SS 5 51 214 |
NOR : MESS9930002C
(Texte non paru au Journal officiel)
Référence : articles L. 513-1 et L. 521-2, alinéa 1er du code de la sécurité sociale.
Date d'application : immédiate.
La ministre de l'emploi et de la solidarité à Monsieur le directeur de la caisse nationale des allocations familiales ; Mesdames et Messieurs les préfets de région (direction des affaires sanitaires et sociales) ; Messieurs les préfets des régions de Martinique, Guadeloupe, Guyane, Réunion ; Madame le directeur de la sécurité sociale des Antilles Guyane ; Monsieur le directeur départemental de la sécurité sociale de la Réunion La position constante de la jurisprudence et plus particulièrement les récents arrêts rendus par la Cour de cassation, tendant à reconnaître un droit aux prestations familiales aux personnes assurant la charge financière de l'enfant qu'elles hébergent, conduisent à reconsidérer la notion de charge effective et permanente d'enfants. Cette notion, délicate à apprécier dans les situations de fait, telles les situations d'accueil par un tiers, doit donc désormais être appréciée selon la définition donnée par la jurisprudence.
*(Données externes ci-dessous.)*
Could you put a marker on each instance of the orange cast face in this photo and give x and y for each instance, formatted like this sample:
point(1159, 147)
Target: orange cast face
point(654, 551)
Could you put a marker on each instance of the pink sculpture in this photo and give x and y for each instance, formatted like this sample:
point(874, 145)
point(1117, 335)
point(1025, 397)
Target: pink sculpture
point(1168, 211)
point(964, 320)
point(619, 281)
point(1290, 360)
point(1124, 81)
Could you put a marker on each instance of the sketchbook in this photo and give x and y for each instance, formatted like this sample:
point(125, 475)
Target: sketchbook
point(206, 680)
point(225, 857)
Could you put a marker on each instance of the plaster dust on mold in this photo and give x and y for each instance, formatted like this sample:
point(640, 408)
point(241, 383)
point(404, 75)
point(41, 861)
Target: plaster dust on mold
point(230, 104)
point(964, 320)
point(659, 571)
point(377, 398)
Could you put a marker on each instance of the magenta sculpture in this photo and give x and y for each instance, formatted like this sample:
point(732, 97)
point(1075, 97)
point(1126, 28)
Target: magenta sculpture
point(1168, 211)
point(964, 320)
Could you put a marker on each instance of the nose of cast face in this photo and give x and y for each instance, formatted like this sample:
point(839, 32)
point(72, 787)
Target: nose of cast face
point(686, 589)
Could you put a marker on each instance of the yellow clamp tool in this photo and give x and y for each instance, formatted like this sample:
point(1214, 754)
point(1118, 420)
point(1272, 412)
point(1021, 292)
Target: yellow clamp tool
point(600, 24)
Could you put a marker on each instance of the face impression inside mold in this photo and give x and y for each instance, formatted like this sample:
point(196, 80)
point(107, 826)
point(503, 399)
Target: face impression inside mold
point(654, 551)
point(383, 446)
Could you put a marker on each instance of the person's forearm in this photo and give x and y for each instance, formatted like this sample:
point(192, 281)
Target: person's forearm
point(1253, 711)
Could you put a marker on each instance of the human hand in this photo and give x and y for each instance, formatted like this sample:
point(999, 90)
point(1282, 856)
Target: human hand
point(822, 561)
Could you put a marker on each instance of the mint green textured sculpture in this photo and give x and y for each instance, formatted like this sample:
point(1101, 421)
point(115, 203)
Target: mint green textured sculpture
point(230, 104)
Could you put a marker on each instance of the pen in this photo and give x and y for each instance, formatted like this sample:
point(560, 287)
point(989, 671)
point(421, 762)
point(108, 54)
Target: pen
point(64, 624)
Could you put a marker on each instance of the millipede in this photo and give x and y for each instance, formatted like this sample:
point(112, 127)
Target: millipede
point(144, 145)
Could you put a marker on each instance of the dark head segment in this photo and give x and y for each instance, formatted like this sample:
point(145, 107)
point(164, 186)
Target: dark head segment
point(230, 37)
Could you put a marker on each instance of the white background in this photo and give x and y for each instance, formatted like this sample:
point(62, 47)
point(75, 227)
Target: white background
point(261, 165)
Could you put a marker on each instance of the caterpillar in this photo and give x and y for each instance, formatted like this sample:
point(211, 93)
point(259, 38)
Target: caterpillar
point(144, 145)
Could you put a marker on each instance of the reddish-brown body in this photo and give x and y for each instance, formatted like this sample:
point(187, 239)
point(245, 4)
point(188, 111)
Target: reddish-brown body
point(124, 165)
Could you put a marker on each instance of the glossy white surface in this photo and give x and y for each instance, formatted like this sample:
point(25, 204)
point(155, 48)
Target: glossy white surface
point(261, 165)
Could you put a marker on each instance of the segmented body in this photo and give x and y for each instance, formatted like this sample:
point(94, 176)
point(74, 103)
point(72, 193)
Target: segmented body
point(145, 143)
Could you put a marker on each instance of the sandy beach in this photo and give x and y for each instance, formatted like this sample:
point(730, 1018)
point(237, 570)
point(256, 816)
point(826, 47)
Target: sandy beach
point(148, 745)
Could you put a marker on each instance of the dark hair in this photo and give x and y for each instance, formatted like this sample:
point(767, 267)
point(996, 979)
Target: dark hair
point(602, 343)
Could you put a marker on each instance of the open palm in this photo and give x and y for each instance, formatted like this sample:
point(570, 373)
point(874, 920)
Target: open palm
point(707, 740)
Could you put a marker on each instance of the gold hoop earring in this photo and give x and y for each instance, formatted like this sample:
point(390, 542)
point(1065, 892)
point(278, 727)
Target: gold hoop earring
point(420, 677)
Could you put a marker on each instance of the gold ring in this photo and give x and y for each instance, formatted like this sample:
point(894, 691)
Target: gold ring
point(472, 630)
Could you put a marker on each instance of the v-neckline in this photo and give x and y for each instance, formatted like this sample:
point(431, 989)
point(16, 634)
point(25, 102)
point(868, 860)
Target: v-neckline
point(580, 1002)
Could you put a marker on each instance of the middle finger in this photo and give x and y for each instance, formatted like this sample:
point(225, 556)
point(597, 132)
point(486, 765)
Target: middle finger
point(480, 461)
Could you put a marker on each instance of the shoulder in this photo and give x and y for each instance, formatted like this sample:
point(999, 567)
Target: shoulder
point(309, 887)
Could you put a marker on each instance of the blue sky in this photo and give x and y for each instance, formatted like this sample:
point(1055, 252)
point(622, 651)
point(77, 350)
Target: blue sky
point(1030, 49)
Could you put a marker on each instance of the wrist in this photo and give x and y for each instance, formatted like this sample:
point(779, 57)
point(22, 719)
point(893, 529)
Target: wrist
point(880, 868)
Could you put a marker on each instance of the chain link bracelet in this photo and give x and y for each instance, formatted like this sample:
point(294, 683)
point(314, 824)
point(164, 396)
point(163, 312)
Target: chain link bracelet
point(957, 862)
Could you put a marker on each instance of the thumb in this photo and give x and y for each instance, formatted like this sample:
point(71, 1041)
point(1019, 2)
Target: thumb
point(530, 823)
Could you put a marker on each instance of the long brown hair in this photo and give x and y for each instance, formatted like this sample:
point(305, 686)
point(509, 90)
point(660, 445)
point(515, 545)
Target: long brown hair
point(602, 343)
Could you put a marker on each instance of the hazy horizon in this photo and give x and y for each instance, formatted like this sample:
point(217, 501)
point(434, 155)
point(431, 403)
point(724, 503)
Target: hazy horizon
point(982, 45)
La charge effective et permanente d'enfants est une condition fondamentale d'octroi des prestations familiales posée aux articles L. 513-1, L. 521-2, R. 512-1 à R. 513-1 du code de la sécurité sociale.
Légalement et prioritairement assumée par les parents, la diversité des situations d'accueil d'enfants implique que soient précisées, outre certaines dispositions du droit en la matière, les éléments permettant aux organismes débiteurs de s'assurer que ce droit est établi lorsque le tiers recueillant l'enfant revendique la qualité d'allocataire.
Tel est l'objet de la présente circulaire, élaborée dans le souci de concilier l'intérêt des familles recueillantes et les obligations des organismes débiteurs qui se doivent de vérifier le droit.
1. La condition de charge effective et permanente
1.1. Une situation de droit
L'article L. 521-2 du code de la sécurité sociale énonce : « Les allocations sont versées à la personne qui assume, dans quelques conditions que ce soit, la charge effective et permanente de l'enfant. »
Ce texte législatif est issu de la loi du 21 août 1946, créative du système des prestations familiales à une époque où le concept de la famille conduisait à ne reconnaître que les parents légitimes, naturels adoptifs et futurs adoptants comme assumant de droit la charge de l'enfant. Cette charge, assumée de manière permanente au foyer de l'allocataire, comporte, outre les frais d'entretien (logement, nourriture, habillement...) tirés des obligations alimentaires faites aux parents de l'enfant par le droit civil (art. 203 et 213 du code civil), les autres responsabilités parentales relatives aux devoirs de garde, de surveillance et d'éducation dans le but de protéger l'enfant dans sa sécurité, sa santé, sa moralité (art. 371-2 du code civil).
La condition de charge effective et permanente ne se limite donc pas aux seuls aspects matériels et financiers.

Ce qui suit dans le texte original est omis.